Given his enthusiasm for genetics it’s no surprise that he collaborates with broodstock companies to improve the genetic lines of his post-larvae (PL). And he’d like to ramp this up.
“I’d love to collaborate more closely to improve traits such as growth rates and disease-resistance,” he confesses. “And would, ultimately, like to be vertically integrated so we can control everything from genetics, to disease control, to farming protocol.”
As well as veterinary services Loc has also branched out into shrimp production – supplying both specific pathogen-free (SPF) PL and market-sized shrimp.
“We have the capacity to produce 1.5 billion SPF PL a year,” he says, “but are averaging about 50-70 million a month.”
And his customers, who range in size from small-scale producers to large corporations, are all given free consultancy as part of the deal.
“He now sells post-larvae and diagnostic services to customers, which was pretty revolutionary compared to what others were doing in the region, and now everyone is beating a path to his door,” Dr Fitzsimmons, his former mentor, explains.

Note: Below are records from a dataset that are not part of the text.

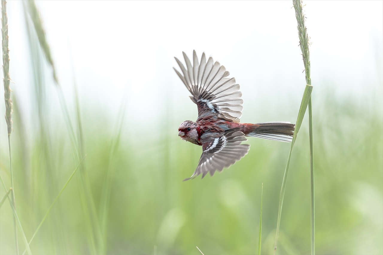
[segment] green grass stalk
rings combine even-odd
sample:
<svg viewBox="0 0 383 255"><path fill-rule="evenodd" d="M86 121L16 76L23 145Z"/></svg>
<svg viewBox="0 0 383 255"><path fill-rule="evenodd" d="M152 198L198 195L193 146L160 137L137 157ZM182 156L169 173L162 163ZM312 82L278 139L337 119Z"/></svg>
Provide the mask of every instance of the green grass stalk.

“I’m proud of a student doing so well and helping the industry – I want him and the people buying his services to succeed,” he adds.
Future plans
Despite its name, ShrimpVet works with a variety of species, including tilapia, pangasius and barramundi, with a focus on nutrition and health. And, despite its roots in Vietnam, Loc is looking to work more widely in other countries too.

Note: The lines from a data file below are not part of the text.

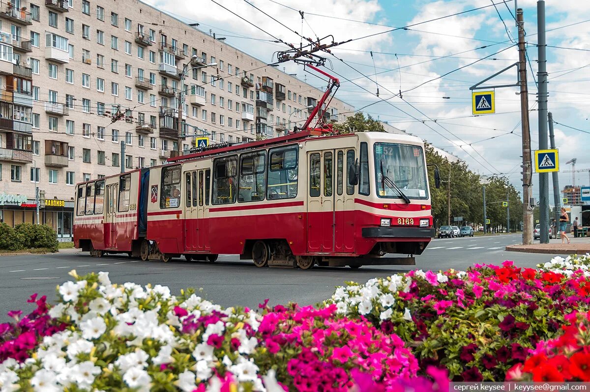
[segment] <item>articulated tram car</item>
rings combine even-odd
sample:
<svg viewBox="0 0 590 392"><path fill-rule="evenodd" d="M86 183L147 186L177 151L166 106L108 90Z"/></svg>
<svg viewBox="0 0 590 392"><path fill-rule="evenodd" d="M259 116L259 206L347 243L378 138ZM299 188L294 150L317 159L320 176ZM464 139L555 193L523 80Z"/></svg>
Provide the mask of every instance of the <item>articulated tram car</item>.
<svg viewBox="0 0 590 392"><path fill-rule="evenodd" d="M434 235L426 167L420 139L382 132L200 151L78 184L74 241L144 261L414 265Z"/></svg>

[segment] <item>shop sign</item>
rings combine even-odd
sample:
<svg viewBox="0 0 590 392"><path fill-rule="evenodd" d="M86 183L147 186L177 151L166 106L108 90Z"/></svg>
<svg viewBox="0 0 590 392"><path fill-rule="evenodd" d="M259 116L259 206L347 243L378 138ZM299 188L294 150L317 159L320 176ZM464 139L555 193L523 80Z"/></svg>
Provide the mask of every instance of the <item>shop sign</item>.
<svg viewBox="0 0 590 392"><path fill-rule="evenodd" d="M4 192L0 193L0 206L4 206L5 204L16 204L21 206L23 204L27 204L28 200L28 197L24 195L11 195Z"/></svg>
<svg viewBox="0 0 590 392"><path fill-rule="evenodd" d="M55 199L45 199L45 207L65 207L65 201L63 200L55 200Z"/></svg>

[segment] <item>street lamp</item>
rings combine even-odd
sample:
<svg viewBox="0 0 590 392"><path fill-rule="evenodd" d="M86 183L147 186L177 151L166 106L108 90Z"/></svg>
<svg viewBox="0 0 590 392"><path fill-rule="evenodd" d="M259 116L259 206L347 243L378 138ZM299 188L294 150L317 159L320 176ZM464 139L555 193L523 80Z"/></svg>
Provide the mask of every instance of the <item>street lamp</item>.
<svg viewBox="0 0 590 392"><path fill-rule="evenodd" d="M191 67L189 68L189 65L191 64L198 59L199 57L196 55L192 55L191 57L191 60L184 64L182 66L182 71L181 72L181 91L178 93L178 120L176 123L176 126L178 128L177 131L178 132L178 146L176 147L176 150L178 151L178 154L180 155L182 151L182 129L181 125L182 124L182 106L184 104L184 77L186 74L186 72L189 70L198 70L201 68L206 68L208 67L215 67L217 65L217 62L211 62L208 64L205 64L205 65L199 65L198 67Z"/></svg>
<svg viewBox="0 0 590 392"><path fill-rule="evenodd" d="M314 107L315 107L313 105L309 105L307 106L306 106L303 108L295 109L294 110L293 110L293 111L291 112L290 114L289 114L289 120L287 121L287 125L289 126L291 126L291 116L293 116L293 114L294 114L296 113L297 113L298 111L301 111L303 109L312 109L312 108L313 108Z"/></svg>

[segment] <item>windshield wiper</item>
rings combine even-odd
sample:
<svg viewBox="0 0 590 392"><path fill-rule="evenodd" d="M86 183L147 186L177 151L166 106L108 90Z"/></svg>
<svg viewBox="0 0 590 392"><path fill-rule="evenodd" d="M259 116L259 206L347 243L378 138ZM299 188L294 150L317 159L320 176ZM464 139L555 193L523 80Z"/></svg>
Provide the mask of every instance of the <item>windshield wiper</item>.
<svg viewBox="0 0 590 392"><path fill-rule="evenodd" d="M399 193L399 196L402 197L402 199L404 199L404 201L407 204L409 204L409 199L408 198L408 196L407 196L405 194L404 194L404 192L402 192L402 190L400 189L399 187L395 185L395 183L392 181L391 179L389 179L389 177L386 176L385 174L383 172L383 160L381 160L379 162L379 164L381 166L381 186L383 187L384 193L385 193L385 185L386 184L387 186L390 188L392 188L395 190L398 191L398 193Z"/></svg>

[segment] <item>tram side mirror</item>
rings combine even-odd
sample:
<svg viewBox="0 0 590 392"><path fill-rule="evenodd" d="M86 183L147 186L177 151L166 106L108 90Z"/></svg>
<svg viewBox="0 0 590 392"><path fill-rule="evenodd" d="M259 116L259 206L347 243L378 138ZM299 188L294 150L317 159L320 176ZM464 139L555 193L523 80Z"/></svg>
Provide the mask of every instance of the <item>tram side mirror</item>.
<svg viewBox="0 0 590 392"><path fill-rule="evenodd" d="M348 184L356 185L359 183L359 160L348 167Z"/></svg>

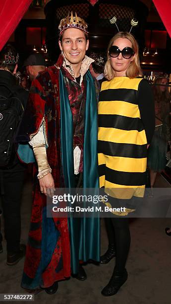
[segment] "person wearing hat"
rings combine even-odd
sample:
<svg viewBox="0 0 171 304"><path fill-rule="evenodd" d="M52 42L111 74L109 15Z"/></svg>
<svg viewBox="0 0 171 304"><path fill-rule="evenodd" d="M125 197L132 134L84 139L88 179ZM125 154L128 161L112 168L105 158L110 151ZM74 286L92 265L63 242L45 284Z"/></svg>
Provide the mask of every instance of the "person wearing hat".
<svg viewBox="0 0 171 304"><path fill-rule="evenodd" d="M49 294L71 272L85 280L81 261L100 261L99 218L46 217L47 196L53 196L55 187L99 187L98 88L89 70L94 60L86 56L87 25L71 13L59 30L61 55L33 81L16 137L20 158L29 142L37 164L21 285Z"/></svg>
<svg viewBox="0 0 171 304"><path fill-rule="evenodd" d="M39 73L45 71L46 62L41 54L33 54L30 55L24 62L27 74L31 81L35 79Z"/></svg>
<svg viewBox="0 0 171 304"><path fill-rule="evenodd" d="M0 152L3 149L5 149L3 148L5 141L2 142L2 135L6 134L6 130L3 129L4 126L5 126L3 121L6 121L3 115L3 106L1 106L2 104L4 107L4 104L8 98L9 100L11 100L11 97L15 97L15 100L18 100L18 103L20 102L22 105L22 107L21 105L18 105L18 109L16 109L17 114L20 116L23 113L22 107L25 106L28 97L28 92L16 84L14 74L17 69L18 59L18 54L15 49L10 44L6 45L0 52L0 130L2 132L1 129L3 129L3 132L1 133L0 138ZM11 103L14 104L12 101ZM4 219L6 263L8 265L13 265L23 257L25 252L25 245L20 244L20 205L25 166L19 161L14 151L11 154L7 165L2 166L1 159L0 165L0 196ZM0 251L2 251L2 247L0 246L1 240L2 235L0 234Z"/></svg>

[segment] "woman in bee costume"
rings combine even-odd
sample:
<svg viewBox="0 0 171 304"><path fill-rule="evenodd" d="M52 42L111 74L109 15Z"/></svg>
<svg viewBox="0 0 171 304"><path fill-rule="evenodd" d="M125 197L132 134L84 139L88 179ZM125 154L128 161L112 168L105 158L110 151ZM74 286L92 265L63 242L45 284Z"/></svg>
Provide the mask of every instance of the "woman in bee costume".
<svg viewBox="0 0 171 304"><path fill-rule="evenodd" d="M147 150L155 128L154 103L150 85L142 76L138 46L132 34L120 32L111 40L98 111L98 159L100 187L109 194L106 205L128 206L132 197L143 197L146 183ZM104 296L116 294L126 281L125 268L130 236L132 211L115 213L105 219L109 245L101 257L115 265Z"/></svg>

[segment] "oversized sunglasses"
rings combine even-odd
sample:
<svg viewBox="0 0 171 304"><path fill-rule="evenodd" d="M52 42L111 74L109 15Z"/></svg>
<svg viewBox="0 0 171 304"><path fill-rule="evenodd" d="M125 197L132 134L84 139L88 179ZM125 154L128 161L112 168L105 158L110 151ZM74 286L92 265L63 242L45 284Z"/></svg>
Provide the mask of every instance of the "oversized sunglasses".
<svg viewBox="0 0 171 304"><path fill-rule="evenodd" d="M116 45L113 45L110 47L109 50L109 55L111 57L114 58L117 57L120 53L122 54L122 57L125 59L129 59L133 55L135 52L131 48L129 47L126 47L124 48L122 51L120 51L120 49Z"/></svg>

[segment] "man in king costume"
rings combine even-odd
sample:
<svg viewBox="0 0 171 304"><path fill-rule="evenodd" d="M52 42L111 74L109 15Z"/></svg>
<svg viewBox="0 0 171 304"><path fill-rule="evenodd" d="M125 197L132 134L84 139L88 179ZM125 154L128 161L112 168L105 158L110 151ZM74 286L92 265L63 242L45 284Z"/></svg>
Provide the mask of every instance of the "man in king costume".
<svg viewBox="0 0 171 304"><path fill-rule="evenodd" d="M100 260L99 219L47 217L47 196L55 187L99 187L97 89L89 71L94 60L85 55L87 25L71 13L59 29L61 54L32 82L16 137L20 159L36 160L21 285L49 294L71 272L86 279L81 261Z"/></svg>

“We’re considering establishing a diagnostic lab, research centre and hatchery in Myanmar,” he explains, “and also plan to work more in Latin America, especially Ecuador, where we will be establishing a presence after the GOAL conference in September.”

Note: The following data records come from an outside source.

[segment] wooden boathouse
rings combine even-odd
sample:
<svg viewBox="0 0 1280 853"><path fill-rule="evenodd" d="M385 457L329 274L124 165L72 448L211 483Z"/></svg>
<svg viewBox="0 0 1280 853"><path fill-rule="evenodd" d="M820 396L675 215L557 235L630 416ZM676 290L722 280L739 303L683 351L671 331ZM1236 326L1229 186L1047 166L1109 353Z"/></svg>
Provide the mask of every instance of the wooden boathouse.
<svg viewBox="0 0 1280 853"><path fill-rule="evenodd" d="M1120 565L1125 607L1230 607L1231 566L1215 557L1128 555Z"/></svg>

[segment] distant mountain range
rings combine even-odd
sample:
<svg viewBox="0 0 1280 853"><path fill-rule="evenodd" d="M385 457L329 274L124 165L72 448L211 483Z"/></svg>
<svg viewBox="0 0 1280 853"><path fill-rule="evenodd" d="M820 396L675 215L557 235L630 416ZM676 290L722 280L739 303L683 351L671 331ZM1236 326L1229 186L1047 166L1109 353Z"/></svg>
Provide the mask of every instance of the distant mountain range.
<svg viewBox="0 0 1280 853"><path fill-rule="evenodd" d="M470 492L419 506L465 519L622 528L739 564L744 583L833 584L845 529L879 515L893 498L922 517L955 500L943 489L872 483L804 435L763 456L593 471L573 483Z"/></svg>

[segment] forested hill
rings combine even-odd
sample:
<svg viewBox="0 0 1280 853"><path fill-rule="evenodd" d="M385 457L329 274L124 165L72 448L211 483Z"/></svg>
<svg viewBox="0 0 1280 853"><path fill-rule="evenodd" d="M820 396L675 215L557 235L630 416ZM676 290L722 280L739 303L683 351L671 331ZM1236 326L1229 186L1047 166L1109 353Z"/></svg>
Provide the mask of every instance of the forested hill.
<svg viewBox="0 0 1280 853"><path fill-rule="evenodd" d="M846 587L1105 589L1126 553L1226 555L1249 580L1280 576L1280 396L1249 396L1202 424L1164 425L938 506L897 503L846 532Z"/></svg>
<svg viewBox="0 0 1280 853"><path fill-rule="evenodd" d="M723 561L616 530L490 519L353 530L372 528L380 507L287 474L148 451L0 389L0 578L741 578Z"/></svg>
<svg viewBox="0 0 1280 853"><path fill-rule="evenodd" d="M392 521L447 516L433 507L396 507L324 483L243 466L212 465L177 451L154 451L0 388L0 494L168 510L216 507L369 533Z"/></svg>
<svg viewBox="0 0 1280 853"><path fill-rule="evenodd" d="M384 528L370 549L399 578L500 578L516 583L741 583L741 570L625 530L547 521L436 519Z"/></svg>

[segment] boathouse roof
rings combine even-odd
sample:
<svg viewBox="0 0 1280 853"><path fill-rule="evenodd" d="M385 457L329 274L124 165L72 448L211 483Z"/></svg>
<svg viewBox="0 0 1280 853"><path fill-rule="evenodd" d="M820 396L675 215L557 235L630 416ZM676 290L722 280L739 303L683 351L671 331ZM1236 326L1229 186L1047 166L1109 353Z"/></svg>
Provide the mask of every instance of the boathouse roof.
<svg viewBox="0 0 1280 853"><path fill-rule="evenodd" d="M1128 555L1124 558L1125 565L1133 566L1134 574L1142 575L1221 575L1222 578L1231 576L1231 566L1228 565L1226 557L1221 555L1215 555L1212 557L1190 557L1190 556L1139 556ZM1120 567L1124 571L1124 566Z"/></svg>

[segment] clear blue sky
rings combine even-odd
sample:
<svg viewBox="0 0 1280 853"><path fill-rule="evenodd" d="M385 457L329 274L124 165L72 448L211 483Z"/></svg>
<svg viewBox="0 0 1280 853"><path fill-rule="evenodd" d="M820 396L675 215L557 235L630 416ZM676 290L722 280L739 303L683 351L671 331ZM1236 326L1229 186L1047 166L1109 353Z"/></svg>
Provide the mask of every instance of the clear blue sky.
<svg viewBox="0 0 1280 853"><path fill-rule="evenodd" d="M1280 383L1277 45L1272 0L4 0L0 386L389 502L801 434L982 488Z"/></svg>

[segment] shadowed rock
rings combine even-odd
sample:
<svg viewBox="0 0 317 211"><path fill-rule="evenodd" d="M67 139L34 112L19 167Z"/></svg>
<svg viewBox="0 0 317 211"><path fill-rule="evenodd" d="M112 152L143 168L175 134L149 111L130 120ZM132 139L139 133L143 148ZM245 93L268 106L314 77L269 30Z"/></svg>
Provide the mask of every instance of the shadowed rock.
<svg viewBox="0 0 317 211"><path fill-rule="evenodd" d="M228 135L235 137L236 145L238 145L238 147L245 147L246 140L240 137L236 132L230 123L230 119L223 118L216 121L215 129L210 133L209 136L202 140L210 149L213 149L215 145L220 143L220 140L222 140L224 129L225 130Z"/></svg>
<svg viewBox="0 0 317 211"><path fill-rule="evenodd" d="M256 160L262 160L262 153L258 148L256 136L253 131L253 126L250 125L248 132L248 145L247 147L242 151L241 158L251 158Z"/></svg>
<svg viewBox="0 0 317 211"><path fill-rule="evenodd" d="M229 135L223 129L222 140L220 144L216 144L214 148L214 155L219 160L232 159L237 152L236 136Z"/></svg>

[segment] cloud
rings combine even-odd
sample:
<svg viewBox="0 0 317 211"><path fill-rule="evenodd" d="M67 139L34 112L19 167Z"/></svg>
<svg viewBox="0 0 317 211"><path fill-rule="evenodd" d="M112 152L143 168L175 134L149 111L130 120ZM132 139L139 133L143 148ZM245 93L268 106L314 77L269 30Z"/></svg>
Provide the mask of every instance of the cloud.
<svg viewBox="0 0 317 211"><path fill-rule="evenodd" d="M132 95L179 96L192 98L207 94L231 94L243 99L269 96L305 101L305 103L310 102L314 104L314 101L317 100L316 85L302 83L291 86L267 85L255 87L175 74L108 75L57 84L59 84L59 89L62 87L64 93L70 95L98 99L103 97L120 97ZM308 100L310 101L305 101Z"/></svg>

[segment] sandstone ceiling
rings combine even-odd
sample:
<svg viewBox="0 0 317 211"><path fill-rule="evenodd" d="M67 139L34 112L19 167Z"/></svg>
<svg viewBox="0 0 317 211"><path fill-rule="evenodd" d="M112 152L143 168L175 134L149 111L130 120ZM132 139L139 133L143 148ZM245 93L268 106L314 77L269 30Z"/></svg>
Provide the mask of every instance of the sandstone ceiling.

Looking ahead, Loc believes that disease might not be the biggest threat facing the shrimp industry.
“We now know how to solve all the recent disease challenges, such as EMS, EHP and white faeces syndrome,” he explains. “So food safety is perhaps a bigger challenge – we need to stop the high levels of shrimp shipments currently being rejected due to food safety concerns. We have been working very hard to improve this – there is no reason for farmers to use antibiotics and they increase production costs.”
Through ShrimpVet he is already tackling this challenge.
As Dr Fitzsimmons explains: “Providing certified healthy and disease-free PL, as well as veterinary care and advice through production and harvest, improves both health and food safety from beginning to end – the farmer increases efficiency by reducing mortality and the use of antibiotics, while consumers in both Vietnam and internationally benefit from higher quality shrimp.”
And as for Loc's mother?
"She now has a brand new kitchen," Loc chuckles, "and is happy to collect the rent for her old one. We might have lots of new sites now but it's still my office!"